Conversation
|
OK, I will convert to draft and you can mark it as ready for review when you feel you've supplied all the missing bits. |
|
Hi, this is ready for review. |
gwhitney
left a comment
There was a problem hiding this comment.
I can't comment on the utility/advisability of exposing these functions in the top-level user interface of mathjs,but I am assuming that's something you've already worked out with Jos. So I am explicitly not attempting to judge whether these functions should be added. Presuming they should be, here's my review of the PR to add them.
src/expression/embeddedDocs/function/matrix/broadcastMatrices.js
Outdated
Show resolved
Hide resolved
| syntax: [ | ||
| 'broadcastSizes(sizeA, sizeB)' | ||
| ], | ||
| description: 'Broadcast the sizes of matrices to a compatible size', |
There was a problem hiding this comment.
Similarly, I am concerned about at least the grammatical correctness here. It's not that any sizes are being broadcast here, per se, is it, but rather that the size resulting from a broadcast is being computed, right? So shouldn't the description be something more like "Compute the size that would result from broadcasting a list of matrices of the given sizes, if possible"? (Again, this function can throw an error if the sizes are incompatible, correct?)

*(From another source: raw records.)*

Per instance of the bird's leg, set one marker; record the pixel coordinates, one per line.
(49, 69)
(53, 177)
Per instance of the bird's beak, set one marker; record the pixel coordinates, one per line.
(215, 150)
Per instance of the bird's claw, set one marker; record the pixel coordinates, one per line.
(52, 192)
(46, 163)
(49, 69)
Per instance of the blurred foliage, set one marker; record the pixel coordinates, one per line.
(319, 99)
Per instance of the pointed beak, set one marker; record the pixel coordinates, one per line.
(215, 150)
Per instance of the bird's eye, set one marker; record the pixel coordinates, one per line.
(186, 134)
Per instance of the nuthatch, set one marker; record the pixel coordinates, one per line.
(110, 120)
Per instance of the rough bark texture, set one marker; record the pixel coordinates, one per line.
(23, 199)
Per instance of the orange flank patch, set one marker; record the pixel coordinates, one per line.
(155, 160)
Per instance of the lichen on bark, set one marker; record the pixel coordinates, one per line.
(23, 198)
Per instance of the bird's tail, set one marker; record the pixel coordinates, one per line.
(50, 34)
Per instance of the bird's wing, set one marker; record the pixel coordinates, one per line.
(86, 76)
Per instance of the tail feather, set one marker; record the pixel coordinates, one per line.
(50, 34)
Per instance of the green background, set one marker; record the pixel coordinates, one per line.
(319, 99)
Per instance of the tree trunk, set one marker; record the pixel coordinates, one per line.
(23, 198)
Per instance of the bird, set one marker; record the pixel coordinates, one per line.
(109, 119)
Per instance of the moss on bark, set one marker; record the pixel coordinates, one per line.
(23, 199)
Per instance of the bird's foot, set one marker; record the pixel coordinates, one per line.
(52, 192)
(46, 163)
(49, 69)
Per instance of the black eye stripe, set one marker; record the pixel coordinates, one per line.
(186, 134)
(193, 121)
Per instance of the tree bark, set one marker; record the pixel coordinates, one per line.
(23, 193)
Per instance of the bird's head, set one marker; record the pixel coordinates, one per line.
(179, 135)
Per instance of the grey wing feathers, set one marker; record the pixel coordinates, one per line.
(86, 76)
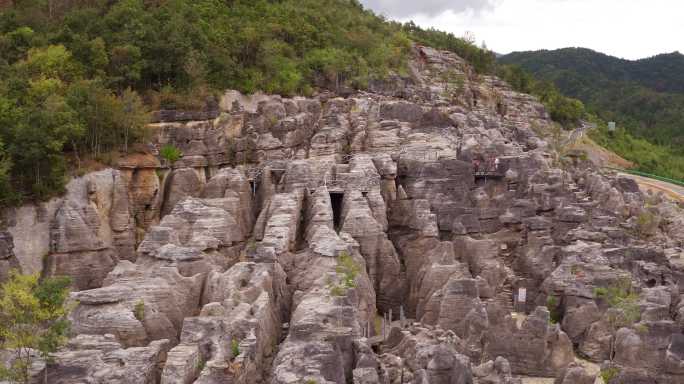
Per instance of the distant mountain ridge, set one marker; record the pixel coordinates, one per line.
(661, 73)
(646, 96)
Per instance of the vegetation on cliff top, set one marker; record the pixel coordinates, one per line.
(77, 77)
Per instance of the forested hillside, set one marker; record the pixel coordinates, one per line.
(79, 77)
(645, 97)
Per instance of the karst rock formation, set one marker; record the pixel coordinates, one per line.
(384, 236)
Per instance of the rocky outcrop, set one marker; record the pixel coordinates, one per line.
(418, 233)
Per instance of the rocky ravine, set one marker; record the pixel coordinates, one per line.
(272, 249)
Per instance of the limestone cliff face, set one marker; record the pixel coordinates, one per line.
(272, 250)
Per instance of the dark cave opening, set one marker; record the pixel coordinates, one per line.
(336, 199)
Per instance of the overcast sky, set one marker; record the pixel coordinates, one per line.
(630, 29)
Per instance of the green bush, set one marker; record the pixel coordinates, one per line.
(608, 374)
(170, 153)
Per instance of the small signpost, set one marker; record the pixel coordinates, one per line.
(522, 298)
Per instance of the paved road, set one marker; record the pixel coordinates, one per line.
(673, 190)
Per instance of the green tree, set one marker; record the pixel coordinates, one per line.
(32, 320)
(624, 307)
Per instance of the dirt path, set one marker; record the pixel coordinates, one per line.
(672, 190)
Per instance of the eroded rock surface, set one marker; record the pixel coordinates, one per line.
(403, 235)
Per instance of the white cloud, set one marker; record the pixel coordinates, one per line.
(625, 28)
(400, 9)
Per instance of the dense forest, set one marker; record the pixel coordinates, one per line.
(645, 97)
(79, 77)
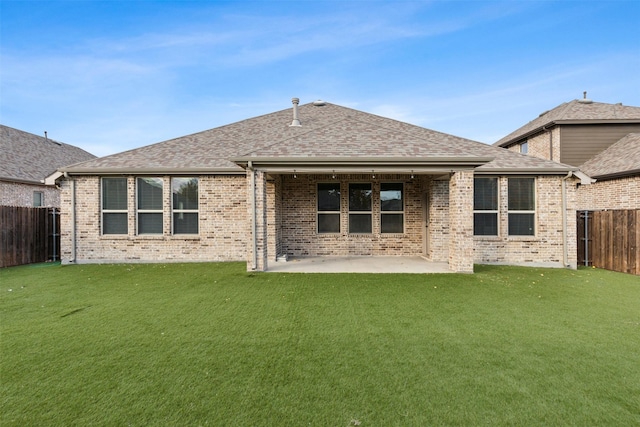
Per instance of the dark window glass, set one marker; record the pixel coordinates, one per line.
(521, 224)
(329, 197)
(360, 197)
(391, 197)
(185, 193)
(392, 223)
(485, 224)
(328, 223)
(485, 194)
(114, 193)
(360, 223)
(114, 223)
(521, 194)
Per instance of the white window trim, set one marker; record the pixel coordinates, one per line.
(535, 208)
(350, 212)
(404, 217)
(156, 211)
(184, 211)
(319, 212)
(496, 211)
(111, 211)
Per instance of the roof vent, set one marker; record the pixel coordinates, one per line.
(584, 99)
(296, 121)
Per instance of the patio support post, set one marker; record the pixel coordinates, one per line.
(461, 222)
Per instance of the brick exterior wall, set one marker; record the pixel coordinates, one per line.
(546, 247)
(286, 223)
(622, 193)
(223, 225)
(18, 194)
(538, 145)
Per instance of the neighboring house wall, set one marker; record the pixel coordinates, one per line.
(582, 142)
(223, 226)
(546, 247)
(18, 194)
(621, 193)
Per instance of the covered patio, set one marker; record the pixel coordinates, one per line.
(359, 264)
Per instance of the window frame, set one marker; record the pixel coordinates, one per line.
(392, 212)
(495, 211)
(369, 212)
(40, 196)
(157, 211)
(337, 212)
(521, 211)
(175, 211)
(104, 211)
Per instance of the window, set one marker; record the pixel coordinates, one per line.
(149, 205)
(485, 206)
(522, 206)
(360, 208)
(329, 208)
(391, 208)
(38, 199)
(185, 205)
(114, 206)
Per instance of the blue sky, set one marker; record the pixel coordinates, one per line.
(109, 76)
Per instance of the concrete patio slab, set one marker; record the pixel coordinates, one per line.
(359, 264)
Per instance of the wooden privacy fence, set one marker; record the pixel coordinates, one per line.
(610, 240)
(28, 235)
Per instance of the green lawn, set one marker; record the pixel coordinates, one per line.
(210, 344)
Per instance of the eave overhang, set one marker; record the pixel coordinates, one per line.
(361, 164)
(555, 123)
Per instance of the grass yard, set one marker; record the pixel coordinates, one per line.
(210, 344)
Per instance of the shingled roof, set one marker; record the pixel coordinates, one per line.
(575, 112)
(30, 158)
(620, 159)
(327, 131)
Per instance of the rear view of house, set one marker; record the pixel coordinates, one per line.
(319, 179)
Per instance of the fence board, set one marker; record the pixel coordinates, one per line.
(26, 235)
(610, 239)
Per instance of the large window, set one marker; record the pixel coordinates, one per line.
(360, 208)
(329, 208)
(185, 205)
(391, 208)
(522, 206)
(485, 206)
(114, 206)
(149, 205)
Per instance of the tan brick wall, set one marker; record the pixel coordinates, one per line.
(546, 247)
(298, 219)
(223, 225)
(18, 194)
(622, 193)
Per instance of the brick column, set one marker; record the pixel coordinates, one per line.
(461, 222)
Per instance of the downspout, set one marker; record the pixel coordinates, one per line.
(565, 249)
(254, 219)
(72, 183)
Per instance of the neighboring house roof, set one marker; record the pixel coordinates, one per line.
(620, 159)
(30, 158)
(329, 134)
(580, 111)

This also observation also, for me, calls into question the name of the function. Would broadcastSize or sizeOfBroadcast be more descriptive, again since no sizes are being broadcast, per se?
There was a problem hiding this comment.
The terminology used by numpy is
numpy.broadcast_shapes(*args)
Broadcast the input shapes into a single shape.
I think I understand where are you coming from, because the original sizes are kept intact. But maybe it's an implicit definition, because when one adds numbers, nothing happens to the numbers, we could say is to compute the result from adding numbers.
Yes this function will throw an error for incompatible sizes.
There was a problem hiding this comment.
No, I meant that it's the matrices that are broadcast, not their sizes. This function does not actually do any broadcasting. It just computes a size, and so it should be named accordingly, I think. Your thoughts?
There was a problem hiding this comment.
Any further thoughts here? I am recommending:
- rename the function to either
sizeOfBroadcastorbroadcastSize, and - describe it as
Compute the size of a matrix that would result from broadcasting matrices of the given sizes, if they are compatible
because, as a matter of the plain meanings of the words, a matrix/array can be broadcast, but a size cannot be broadcast.
There was a problem hiding this comment.
Sorry, even though I had a response planned from the first comment I was debating myself on how to present the response.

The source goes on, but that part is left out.